Acute kidney injury and adverse outcomes of critical illness: correlation or causation?

Abstract

Critically ill patients who develop acute kidney injury (AKI) are more than twice as likely to die in hospital. However, it is not clear to what extent AKI is the cause of excess mortality, or merely a correlate of illness severity. The Bradford Hill criteria for causality (plausibility, temporality, magnitude, specificity, analogy, experiment & coherence, biological gradient and consistency) were applied to assess the extent to which AKI may be causative in adverse short-term outcomes of critical illness. Plausible mechanisms exist to explain increased risk of death after AKI, both from direct pathophysiological effects of renal dysfunction and mechanisms of organ cross-talk in multiple-organ failure. The temporal relationship between increased mortality following AKI is consistent with its pathophysiology. AKI is associated with substantially increased mortality, an association that persists after accounting for known confounders.

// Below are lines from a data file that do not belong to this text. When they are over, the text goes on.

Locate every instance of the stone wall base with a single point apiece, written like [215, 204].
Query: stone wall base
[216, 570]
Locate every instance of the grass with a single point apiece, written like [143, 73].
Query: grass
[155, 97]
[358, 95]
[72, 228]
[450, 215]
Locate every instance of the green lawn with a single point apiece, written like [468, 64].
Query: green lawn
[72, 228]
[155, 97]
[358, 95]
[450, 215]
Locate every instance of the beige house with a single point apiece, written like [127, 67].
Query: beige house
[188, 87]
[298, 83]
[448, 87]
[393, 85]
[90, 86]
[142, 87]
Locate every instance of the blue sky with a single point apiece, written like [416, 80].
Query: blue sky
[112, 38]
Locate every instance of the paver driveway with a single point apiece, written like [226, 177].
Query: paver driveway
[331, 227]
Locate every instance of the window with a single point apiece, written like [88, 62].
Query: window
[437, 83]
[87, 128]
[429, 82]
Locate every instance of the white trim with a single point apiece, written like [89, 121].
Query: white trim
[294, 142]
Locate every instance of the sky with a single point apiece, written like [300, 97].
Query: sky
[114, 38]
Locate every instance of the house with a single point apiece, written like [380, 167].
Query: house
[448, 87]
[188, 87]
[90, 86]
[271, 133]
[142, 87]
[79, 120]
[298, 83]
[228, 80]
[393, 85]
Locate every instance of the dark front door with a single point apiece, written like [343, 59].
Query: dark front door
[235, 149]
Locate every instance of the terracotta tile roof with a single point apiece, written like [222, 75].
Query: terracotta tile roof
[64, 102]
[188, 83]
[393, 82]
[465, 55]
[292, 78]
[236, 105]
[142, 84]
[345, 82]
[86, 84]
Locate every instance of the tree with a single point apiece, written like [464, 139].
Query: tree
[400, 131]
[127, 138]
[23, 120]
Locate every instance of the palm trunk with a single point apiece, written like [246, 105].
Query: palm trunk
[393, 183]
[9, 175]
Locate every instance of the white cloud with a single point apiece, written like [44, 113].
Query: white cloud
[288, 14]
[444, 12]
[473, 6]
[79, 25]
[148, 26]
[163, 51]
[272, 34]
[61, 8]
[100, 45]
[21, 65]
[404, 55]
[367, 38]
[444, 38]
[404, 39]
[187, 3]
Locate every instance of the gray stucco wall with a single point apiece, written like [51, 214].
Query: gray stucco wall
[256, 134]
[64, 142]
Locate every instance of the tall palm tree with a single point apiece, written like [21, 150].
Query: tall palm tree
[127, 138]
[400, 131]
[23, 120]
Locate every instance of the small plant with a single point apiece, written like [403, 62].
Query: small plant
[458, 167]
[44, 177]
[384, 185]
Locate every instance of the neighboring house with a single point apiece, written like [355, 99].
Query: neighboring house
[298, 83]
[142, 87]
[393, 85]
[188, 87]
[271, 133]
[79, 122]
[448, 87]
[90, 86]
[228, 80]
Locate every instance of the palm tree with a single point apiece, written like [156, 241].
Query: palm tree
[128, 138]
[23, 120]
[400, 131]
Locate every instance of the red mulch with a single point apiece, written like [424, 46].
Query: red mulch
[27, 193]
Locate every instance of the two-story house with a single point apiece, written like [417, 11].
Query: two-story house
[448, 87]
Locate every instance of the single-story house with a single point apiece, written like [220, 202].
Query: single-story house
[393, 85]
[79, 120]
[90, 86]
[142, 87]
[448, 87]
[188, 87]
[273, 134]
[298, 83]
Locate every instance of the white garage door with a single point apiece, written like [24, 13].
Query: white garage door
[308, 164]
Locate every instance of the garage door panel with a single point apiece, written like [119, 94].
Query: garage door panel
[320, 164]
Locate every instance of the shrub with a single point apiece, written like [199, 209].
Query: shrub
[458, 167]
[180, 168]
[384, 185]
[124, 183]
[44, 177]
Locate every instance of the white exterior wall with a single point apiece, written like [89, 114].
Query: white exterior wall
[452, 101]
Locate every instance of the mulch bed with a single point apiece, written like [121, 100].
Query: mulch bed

A biological gradient exists between increasing severity of AKI and increasing short-term mortality. This graded association shares similar features to the increased mortality observed in ARDS; an analogous condition with a multifactorial aetiology. Evidence for the outcomes of AKI from retrospective cohort studies and experimental animal models is coherent however both of these forms of evidence have intrinsic biases and shortcomings. The relationship between AKI and risk of death is maintained across a range of patient ages, comorbidities and underlying diagnoses. In conclusion many features of the relationship between AKI and short-term mortality suggest causality. Prevention and mitigation of AKI and its complications are valid targets for studies seeking to improve short-term survival in critical care.

Keywords: AKI; critical care; epidemiology; outcomes; review.

FIGURE 1

Short-term mortality in patients with AKI, relative to those without, adjusted for confounders. Factors adjusted for include the following. Barrantes et al. [2]: not specified—selected from univariate analysis; Harris et al. [66]: ethnicity, CKD, APACHE score, sepsis, mechanical ventilation, liver failure; Masewu et al. [67]: organ systems affected, oxygen saturations, tachypnoea; Reddy et al. [68]: age, APACHE score, admission creatinine, sepsis, RRT; Ralib and Nor [69]: age and Sequential Organ Failure Assessment score.

FIGURE 2

Forest plot demonstrating the relationship between AKI stage and short-term mortality. Stages 1–3 equate to AKIN/KDIGO 1, 2, 3 and RIFLE, respectively. ORs relate to comparison between the relevant stage of AKI and no-AKI after adjusting for confounders. Factors adjusted for include the following: Mandelbaum et al. [3]: age, non-renal SOFA score, comorbidity; Thakar et al. [76]: age, comorbidity, admission diagnosis, source of admission, 11 laboratory test results; Clec’h et al. [77]: non-renal SOFA score, McCabe class, admission source, organ failure; Hoste et al. [23]: admission source, serum creatinine on admission to ICU and non-specified ‘fixed predictors’; Ostermann et al. [78]: age, SOFA score, number of organ failures, gender, chronic illness, mechanical ventilation, AKI categories, RRT and anaemia. SOFA, Sequential Organ Failure Assessment.